The Japanese band Alexandros contributed the single "Pray" for the film's Japanese release. On this decision, Dougherty commented, "we feel incredibly fortunate to have had [Alexandros] contribute such an anthemic song that captures not only the gravitas of the film, but also perfectly complements its dramatic conclusion." The single was released on May 13, 2019.

== Critical response ==
Despite the film's mixed reception, the soundtrack was received positively by critics. The review from Zanobard Reviews said, "as monster scores go, Bear McCreary's score to Godzilla: King Of The Monsters is mind-blowingly good. The fact that each of the featured monsters has their own theme is a great compositional choice, and the various reprises of their classic themes just makes the experience even better. The album is also breathtakingly well-orchestrated throughout, being as dramatic as it is terrifying, and featuring many a welcome action cue." Critic Jonathan Broxton of Movie Music UK priased McCreary's work on the score, calling it the "best score of his career to date" and saying that "It's not just the fact that he respected the musical heritage of the franchise; it's not just that the new kaiju themes are all unique and memorable; it's not just that the score has an intelligent internal architecture that applies thematic ideas leitmotivically; it's not just the brilliant use of so many different vocal styles; it's not just the creative instrumentation; and it's not just the intensity of the action material or the number of different percussion patterns he uses throughout the score. It's the combination of all these things together that makes Godzilla: King of the Monsters so impressive."
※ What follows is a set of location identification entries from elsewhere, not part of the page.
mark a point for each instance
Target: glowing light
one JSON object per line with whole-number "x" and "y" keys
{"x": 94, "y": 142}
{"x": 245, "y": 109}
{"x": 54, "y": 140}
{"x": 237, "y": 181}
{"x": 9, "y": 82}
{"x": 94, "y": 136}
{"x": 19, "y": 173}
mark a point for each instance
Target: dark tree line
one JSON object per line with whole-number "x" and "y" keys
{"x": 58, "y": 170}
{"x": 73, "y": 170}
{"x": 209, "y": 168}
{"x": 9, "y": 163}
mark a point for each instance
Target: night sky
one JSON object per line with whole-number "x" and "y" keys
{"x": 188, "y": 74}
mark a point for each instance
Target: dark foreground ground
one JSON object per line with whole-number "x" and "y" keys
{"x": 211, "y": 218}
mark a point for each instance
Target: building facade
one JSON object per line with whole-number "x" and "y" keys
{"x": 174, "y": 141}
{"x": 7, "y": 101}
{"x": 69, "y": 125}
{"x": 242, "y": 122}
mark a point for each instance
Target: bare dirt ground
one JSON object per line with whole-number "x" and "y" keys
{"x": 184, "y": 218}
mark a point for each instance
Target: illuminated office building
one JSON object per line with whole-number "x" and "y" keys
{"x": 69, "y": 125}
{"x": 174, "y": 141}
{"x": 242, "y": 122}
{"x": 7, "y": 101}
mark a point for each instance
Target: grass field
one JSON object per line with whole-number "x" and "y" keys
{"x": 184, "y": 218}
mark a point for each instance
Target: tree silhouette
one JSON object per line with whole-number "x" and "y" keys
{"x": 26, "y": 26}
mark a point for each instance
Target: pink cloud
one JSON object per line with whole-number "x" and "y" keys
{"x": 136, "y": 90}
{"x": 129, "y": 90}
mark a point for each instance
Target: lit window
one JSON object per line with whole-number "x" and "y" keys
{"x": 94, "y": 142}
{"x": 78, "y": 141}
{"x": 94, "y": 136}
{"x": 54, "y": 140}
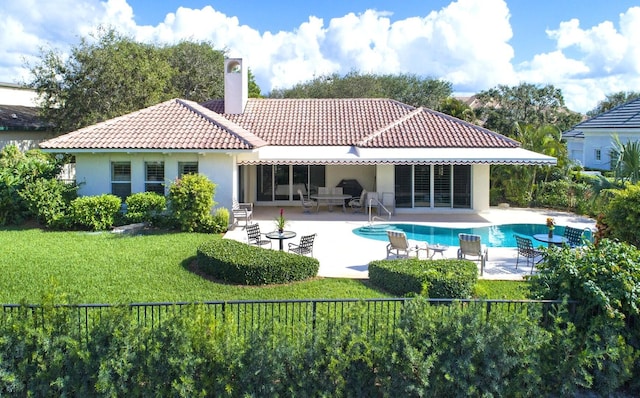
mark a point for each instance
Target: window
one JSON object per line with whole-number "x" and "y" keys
{"x": 403, "y": 186}
{"x": 154, "y": 177}
{"x": 421, "y": 186}
{"x": 121, "y": 179}
{"x": 462, "y": 186}
{"x": 187, "y": 168}
{"x": 439, "y": 185}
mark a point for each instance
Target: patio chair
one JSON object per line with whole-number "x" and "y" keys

Paul Taylor of LemonWire wrote, "The soundtrack successfully honors its predecessors while also managing to add some great original material of its own. The only downside with this soundtrack is that it can feel a bit repetitive at times. Lots of blaring horns. Lots of swelling strings. And lots of epic, clashing ensembles. These are offset slightly with tracks like "Goodbye Old Friend" and "Queen of the Monsters". While McCreary's soundtrack pairs well within the film, it's not one I can imagine listening to on its own. While some scores can be nice to use as background music while writing or studying, this one in particular seems a bit too bombastic overall for that purpose. It's a score that's meant to captures your attention, not fade into the background."

== Sources ==
- Kalat, David (2010). "A Critical History and Filmography of Toho's Godzilla Series"
- Ryfle, Steve (1998). "Japan's Favorite Mon-Star: The Unauthorized Biography of the Big G"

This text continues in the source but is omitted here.